On again they went, past more cottages with groups of people gossiping at their doors, or sitting about on low steps or the edges of the pavement, enjoying the cool and calm of the summer evening; up the steep hill where the milk-bottle had come to grief in the morning, past the carpenter’s shop, fast closed now, all but the scent of the wood, which nothing could keep in.
It was a stiff pull to the top for tired people, but it was reached at last. With a deep sigh of satisfaction they crossed the quiet street in leisurely fashion to their own front door, where, summoning what energy they had left, they gave a friendly “whoop!” to let their arrival be known, and burst into the house pell-mell; then stopped abruptly, almost tumbling over each other with the shock, and stared before them in silent, speechless amazement at a pile of luggage which filled the centre of the hall. Betty stepped back and looked at the plate on the door to make quite sure that they had not burst into the wrong house; but Kitty, with a swift presentiment, realized to whom that luggage belonged and what it meant, and her heart sank down, down to a depth she had never known it sink before.
Before she could speak, though, Emily appeared from somewhere, her face a picture of rage, offended dignity, and fierce determination; but as soon as she caught sight of the bewildered, wondering quartette, her whole expression changed. She came to them, as Kitty said afterwards, as though there had been a death in the family and she had to break the news to them. But it was an arrival she had to announce, not a departure, and she announced it abruptly.
“She’s come!” she gasped in a whisper more penetrating than a shout; and her face added, “You poor, poor things, I am sorry for you.”

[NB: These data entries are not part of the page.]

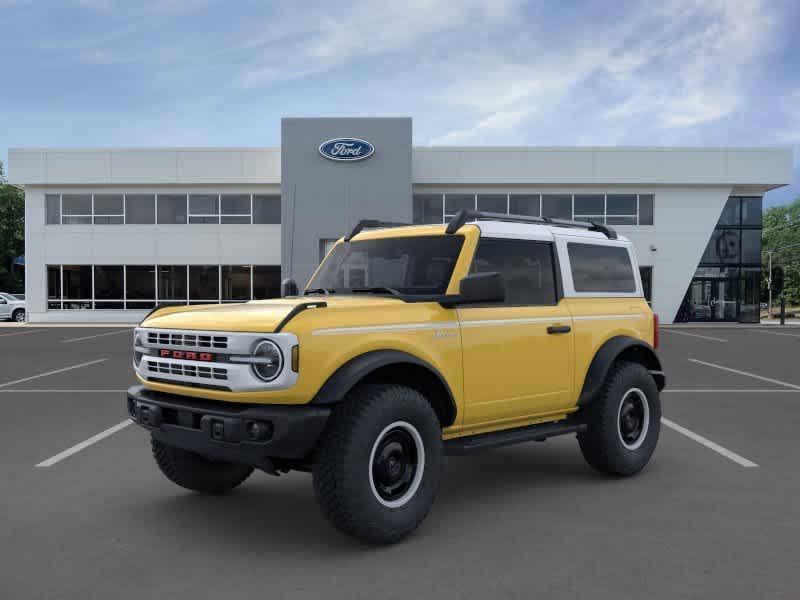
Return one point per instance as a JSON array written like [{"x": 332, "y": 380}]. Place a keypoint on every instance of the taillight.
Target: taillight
[{"x": 655, "y": 330}]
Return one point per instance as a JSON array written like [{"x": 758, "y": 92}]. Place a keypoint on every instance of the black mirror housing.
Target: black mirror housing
[
  {"x": 478, "y": 288},
  {"x": 289, "y": 288}
]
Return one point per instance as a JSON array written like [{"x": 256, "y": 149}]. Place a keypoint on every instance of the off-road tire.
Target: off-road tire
[
  {"x": 195, "y": 472},
  {"x": 344, "y": 476},
  {"x": 602, "y": 444}
]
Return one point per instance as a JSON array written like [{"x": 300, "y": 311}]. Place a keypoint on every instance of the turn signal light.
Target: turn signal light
[{"x": 655, "y": 330}]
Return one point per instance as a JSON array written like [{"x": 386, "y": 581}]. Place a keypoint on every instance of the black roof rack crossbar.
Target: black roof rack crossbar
[
  {"x": 464, "y": 215},
  {"x": 371, "y": 223}
]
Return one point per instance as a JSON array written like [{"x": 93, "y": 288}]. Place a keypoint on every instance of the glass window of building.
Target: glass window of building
[
  {"x": 140, "y": 209},
  {"x": 267, "y": 209},
  {"x": 172, "y": 284},
  {"x": 751, "y": 212},
  {"x": 730, "y": 214},
  {"x": 52, "y": 203},
  {"x": 171, "y": 209},
  {"x": 266, "y": 281},
  {"x": 589, "y": 207},
  {"x": 77, "y": 286},
  {"x": 235, "y": 208},
  {"x": 236, "y": 283},
  {"x": 455, "y": 202},
  {"x": 528, "y": 205},
  {"x": 76, "y": 209},
  {"x": 428, "y": 208},
  {"x": 108, "y": 209},
  {"x": 54, "y": 286},
  {"x": 557, "y": 206},
  {"x": 646, "y": 209},
  {"x": 203, "y": 283},
  {"x": 726, "y": 285},
  {"x": 141, "y": 286},
  {"x": 493, "y": 203}
]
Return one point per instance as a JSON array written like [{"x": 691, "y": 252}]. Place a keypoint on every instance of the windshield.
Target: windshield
[{"x": 403, "y": 265}]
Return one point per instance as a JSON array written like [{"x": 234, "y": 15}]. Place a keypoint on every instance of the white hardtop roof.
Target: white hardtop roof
[{"x": 534, "y": 231}]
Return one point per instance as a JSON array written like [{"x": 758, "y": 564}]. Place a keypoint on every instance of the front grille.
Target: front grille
[
  {"x": 183, "y": 370},
  {"x": 191, "y": 340}
]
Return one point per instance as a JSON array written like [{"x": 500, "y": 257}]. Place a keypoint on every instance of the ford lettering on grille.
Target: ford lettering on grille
[{"x": 186, "y": 355}]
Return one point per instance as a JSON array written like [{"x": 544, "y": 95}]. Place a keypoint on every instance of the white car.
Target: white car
[{"x": 12, "y": 308}]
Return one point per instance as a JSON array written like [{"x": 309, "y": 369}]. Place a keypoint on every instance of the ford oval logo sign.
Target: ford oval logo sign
[{"x": 346, "y": 149}]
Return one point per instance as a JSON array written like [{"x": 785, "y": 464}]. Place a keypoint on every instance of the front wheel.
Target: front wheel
[
  {"x": 195, "y": 472},
  {"x": 623, "y": 421},
  {"x": 377, "y": 468}
]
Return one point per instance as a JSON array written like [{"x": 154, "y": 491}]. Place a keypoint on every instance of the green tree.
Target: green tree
[
  {"x": 12, "y": 235},
  {"x": 782, "y": 235}
]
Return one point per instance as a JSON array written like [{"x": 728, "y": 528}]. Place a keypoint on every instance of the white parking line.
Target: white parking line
[
  {"x": 28, "y": 332},
  {"x": 776, "y": 333},
  {"x": 90, "y": 337},
  {"x": 84, "y": 444},
  {"x": 72, "y": 391},
  {"x": 739, "y": 391},
  {"x": 24, "y": 379},
  {"x": 740, "y": 460},
  {"x": 704, "y": 337},
  {"x": 746, "y": 374}
]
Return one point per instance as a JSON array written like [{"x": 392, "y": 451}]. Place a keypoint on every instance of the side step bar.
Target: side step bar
[{"x": 532, "y": 433}]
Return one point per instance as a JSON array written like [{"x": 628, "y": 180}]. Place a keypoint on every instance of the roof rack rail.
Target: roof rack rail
[
  {"x": 372, "y": 223},
  {"x": 464, "y": 215}
]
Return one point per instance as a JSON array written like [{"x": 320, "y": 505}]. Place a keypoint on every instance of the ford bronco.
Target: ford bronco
[{"x": 408, "y": 343}]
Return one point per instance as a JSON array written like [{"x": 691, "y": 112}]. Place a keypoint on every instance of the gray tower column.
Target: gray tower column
[{"x": 322, "y": 199}]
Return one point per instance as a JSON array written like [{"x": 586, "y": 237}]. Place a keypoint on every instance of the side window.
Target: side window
[
  {"x": 598, "y": 268},
  {"x": 526, "y": 266}
]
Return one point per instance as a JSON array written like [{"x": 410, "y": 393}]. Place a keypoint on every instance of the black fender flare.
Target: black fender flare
[
  {"x": 617, "y": 347},
  {"x": 356, "y": 369}
]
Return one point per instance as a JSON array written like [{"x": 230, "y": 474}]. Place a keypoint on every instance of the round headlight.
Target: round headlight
[
  {"x": 137, "y": 356},
  {"x": 268, "y": 360}
]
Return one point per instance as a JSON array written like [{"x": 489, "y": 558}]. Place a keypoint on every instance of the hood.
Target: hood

For once Emily’s sympathies were with them, and even while staggering under the blow they had just received, Kitty could not help noticing the fact.
“What?—not Aunt Pike?—to stay?” gasped Dan.
Emily nodded, a world of meaning in the action. “You’d best go up and speak to her at once, or she’ll be crosser than she is now, if that’s possible. She’s as vexed as can be ’cause there wasn’t nobody to the station to meet her, nor nobody here when she come.”
“But we didn’t know. How could we? And who could have even dreamed of her coming to-day!” they argued hotly and all at once.
“A tellygram come soon after you’d a-gone,” said Emily, with a sniff; “but there wasn’t nobody here to open it. And how was we to know what was inside of it; we can’t see through envelopes, though to hear some people talk you would think we ought to be able to.”
Kitty knew it was her duty to check Emily’s rude way of speaking of her aunt, but a common trouble was uniting them, and she felt she could not be severe then.